As a minimum, I hope to outline my current goals and the steps I'm taking to move towards them. I will aim for writing at least once a month, preferably on the first Sunday of the month. Perhaps I'll also ask for feedback or advice, but the nature of the group is such that any unsolicited feedback, advice, or criticism should be considered welcome. I don't just want to tell you I'm awesome and have you respond, "Well, of course!"

I lasted eight months. In April of 2016, I realized that I had unreasonable expectations. I wanted friends who would respond with insightful feedback, but these guys had their own lives going on. This was illustrated vividly when Childhood Friend began his PBOD that same month; I knew what I wanted out of my board, but now that I was serving on someone else's board, I didn't put in the effort required to be helpful.

I wrote one additional report to my board that December, and since then nothing has happened.

I kind of want to start it back up, but only because I want the idealized version to work. But that's the version that doesn't exist. So I don't know. Professor #1 and Professor #2 I feel (probably unjustly, but still) would be unforgiving of the fact that, what I'm supposed to be doing I can't do, but they did it just fine. Mission Friend has had setbacks in his personal life and I don't know if he's still up to the task. Plus, he posted a picture of Facebook and I joking said he looked like a friendly Syrian pimp, but it turned out this was his "I'm back in the game, ladies" picture, and he didn't want me pointing out to his lady friends that he looked like a Syrian pimp (even a friendly one). So he might be mad at me. I feel guilty that I sucked as a board member for Childhood Friend, so I can't very well ask him to let me use him on my board. Adult Friend has been very good about trying to maintain contact with me, even when I have actively tried to wind down my personal connections.

I have three more people who might be good to add to the board.

  • Slightly-Older Adult Friend
  • Former Classmate Who Became a Professor
  • Significantly-Younger Adult Friend

But there are problems. Slightly-Older Adult Friend is pretty heavily ironically detached from most things and I don't think he'd take me seriously. Former Classmate isn't a member of my church, which could mean he'd offer a good alternative perspective, but also means that he might not understand my reasoning sometimes. Significantly-Younger Adult Friend is impossible to contact--he doesn't read e-mail or listen to voicemail, but then he also is spotty on his responses to texts. I refuse to accommodate someone who thinks you can unilaterally ignore a particular communication medium, especially one that can operate on a phone as easily as texting does.

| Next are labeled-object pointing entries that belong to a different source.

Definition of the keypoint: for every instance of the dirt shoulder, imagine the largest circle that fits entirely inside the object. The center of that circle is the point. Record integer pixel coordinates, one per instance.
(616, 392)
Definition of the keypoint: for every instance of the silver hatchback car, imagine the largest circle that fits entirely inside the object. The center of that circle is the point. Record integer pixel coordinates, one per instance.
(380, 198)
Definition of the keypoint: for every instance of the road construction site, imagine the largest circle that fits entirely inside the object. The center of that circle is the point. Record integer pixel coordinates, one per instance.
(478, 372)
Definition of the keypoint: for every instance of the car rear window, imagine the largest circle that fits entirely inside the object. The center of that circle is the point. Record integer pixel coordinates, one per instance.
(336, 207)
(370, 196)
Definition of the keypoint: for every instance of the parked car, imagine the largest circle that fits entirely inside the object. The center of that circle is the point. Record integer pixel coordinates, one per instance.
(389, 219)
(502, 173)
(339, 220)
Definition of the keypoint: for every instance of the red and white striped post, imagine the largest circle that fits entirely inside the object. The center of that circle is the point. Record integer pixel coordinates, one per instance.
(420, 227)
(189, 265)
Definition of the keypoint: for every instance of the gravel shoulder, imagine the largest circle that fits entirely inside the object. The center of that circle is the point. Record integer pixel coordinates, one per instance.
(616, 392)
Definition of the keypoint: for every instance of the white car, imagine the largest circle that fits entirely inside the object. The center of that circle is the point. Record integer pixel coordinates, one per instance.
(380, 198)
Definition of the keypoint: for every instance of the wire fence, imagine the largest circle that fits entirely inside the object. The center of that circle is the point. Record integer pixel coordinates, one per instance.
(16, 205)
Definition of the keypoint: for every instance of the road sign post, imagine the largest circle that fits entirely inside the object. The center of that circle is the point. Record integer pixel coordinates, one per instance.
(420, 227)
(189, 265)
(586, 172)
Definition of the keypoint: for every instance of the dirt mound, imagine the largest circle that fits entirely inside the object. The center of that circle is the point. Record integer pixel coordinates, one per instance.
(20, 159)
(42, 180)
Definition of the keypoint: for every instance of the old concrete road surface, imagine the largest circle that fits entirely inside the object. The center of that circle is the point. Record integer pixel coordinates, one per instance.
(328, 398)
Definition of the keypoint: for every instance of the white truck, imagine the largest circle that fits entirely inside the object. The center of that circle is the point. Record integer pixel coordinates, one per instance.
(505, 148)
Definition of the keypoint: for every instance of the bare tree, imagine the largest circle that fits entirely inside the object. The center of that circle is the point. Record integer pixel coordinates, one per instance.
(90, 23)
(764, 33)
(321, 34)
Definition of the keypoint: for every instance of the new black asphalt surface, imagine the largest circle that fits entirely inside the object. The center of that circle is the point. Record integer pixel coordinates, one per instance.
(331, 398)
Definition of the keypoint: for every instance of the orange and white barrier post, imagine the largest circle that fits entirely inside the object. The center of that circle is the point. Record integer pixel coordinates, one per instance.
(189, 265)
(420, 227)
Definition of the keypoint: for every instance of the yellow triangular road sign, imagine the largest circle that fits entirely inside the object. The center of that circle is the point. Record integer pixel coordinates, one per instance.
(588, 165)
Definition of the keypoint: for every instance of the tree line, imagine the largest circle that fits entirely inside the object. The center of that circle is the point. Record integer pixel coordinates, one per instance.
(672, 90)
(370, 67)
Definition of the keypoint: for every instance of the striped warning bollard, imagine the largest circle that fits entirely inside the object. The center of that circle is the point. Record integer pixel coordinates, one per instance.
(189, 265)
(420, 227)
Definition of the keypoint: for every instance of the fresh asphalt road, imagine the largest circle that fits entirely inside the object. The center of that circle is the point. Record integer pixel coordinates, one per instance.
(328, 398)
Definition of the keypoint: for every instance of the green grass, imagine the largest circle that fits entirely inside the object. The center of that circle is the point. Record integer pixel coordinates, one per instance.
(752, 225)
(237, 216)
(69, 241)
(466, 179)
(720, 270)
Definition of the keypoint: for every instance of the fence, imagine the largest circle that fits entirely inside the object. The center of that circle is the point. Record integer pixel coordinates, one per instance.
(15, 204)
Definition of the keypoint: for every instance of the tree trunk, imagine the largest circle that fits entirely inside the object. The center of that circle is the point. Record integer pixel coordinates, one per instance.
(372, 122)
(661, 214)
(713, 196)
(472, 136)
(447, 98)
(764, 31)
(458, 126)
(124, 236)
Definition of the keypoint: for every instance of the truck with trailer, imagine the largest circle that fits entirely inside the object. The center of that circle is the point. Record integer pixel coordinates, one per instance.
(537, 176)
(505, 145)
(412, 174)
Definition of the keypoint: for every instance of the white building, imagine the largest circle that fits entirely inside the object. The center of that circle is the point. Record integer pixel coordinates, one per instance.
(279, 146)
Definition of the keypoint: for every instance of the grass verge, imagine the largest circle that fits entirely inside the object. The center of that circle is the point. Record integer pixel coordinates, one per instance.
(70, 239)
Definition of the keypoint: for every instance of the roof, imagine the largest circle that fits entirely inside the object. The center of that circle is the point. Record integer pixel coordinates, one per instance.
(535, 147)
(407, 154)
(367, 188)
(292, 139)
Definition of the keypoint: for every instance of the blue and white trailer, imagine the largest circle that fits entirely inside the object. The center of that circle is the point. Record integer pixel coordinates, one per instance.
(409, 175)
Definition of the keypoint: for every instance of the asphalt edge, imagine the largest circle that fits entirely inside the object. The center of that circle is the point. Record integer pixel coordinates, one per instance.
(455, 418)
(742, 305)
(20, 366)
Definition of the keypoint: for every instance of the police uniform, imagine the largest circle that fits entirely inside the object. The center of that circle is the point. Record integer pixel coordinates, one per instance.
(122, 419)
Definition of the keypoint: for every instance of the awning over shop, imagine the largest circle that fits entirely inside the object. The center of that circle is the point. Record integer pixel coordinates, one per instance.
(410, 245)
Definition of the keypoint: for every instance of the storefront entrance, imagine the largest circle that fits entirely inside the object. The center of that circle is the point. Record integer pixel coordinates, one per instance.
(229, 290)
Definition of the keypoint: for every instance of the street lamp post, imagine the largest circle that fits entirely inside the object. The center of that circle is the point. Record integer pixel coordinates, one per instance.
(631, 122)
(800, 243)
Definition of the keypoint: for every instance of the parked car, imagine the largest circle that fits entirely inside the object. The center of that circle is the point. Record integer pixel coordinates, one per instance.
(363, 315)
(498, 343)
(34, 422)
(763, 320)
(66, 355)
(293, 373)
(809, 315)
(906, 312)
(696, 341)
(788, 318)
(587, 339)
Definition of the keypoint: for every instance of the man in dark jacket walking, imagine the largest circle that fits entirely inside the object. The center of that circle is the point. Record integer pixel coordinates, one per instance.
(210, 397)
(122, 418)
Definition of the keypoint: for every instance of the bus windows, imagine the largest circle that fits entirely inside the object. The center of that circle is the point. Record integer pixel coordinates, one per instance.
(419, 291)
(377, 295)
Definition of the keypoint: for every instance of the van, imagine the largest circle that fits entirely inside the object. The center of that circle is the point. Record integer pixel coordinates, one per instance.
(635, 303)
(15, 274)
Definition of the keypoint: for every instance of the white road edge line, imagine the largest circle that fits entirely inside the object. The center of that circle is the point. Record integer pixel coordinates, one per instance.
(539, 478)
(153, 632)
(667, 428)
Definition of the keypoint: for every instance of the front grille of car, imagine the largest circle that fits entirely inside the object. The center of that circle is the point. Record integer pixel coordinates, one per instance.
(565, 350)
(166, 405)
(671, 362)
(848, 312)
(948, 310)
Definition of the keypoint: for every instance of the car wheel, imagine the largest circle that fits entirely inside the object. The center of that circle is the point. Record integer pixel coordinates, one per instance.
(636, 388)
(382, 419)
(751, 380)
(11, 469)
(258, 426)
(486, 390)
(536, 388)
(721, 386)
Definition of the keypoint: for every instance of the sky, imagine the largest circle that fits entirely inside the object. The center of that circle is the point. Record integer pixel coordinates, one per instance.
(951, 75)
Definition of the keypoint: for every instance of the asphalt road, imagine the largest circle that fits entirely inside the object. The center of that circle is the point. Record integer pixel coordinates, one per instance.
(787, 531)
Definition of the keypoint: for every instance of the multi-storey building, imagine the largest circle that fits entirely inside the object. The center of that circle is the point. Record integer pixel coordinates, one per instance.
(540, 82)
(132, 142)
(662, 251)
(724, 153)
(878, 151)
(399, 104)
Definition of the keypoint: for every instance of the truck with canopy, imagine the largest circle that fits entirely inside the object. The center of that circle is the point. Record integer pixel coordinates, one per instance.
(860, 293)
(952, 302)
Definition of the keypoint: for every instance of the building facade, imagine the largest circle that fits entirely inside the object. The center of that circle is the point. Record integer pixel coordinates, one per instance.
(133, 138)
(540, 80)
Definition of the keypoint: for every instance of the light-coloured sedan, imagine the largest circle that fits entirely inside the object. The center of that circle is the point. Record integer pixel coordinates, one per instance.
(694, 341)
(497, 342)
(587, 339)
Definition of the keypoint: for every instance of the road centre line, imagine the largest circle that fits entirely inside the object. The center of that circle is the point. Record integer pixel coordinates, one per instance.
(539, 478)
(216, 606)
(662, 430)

David Allen has written

I need to trust that any request or relevant information I put in an e-mail, on a voice mail, in a conversation, or in a written note will get into the other person's system and that it will be processed and organized soon, and available for his or her review as an option for action. If the recipient is managing voice mails but not e-mail and paper, I have now been hamstrung to use only his or her trusted medium. That should be unacceptable behavior in any organization that cares about whether things happen with the least amount of effort. (Getting Things Done, p. 251)

As I have noted before, in the words of Joey Morphy (a character in John Steinbeck's Winter of Our Discontent), "There's nobody as lonely as an all-married man."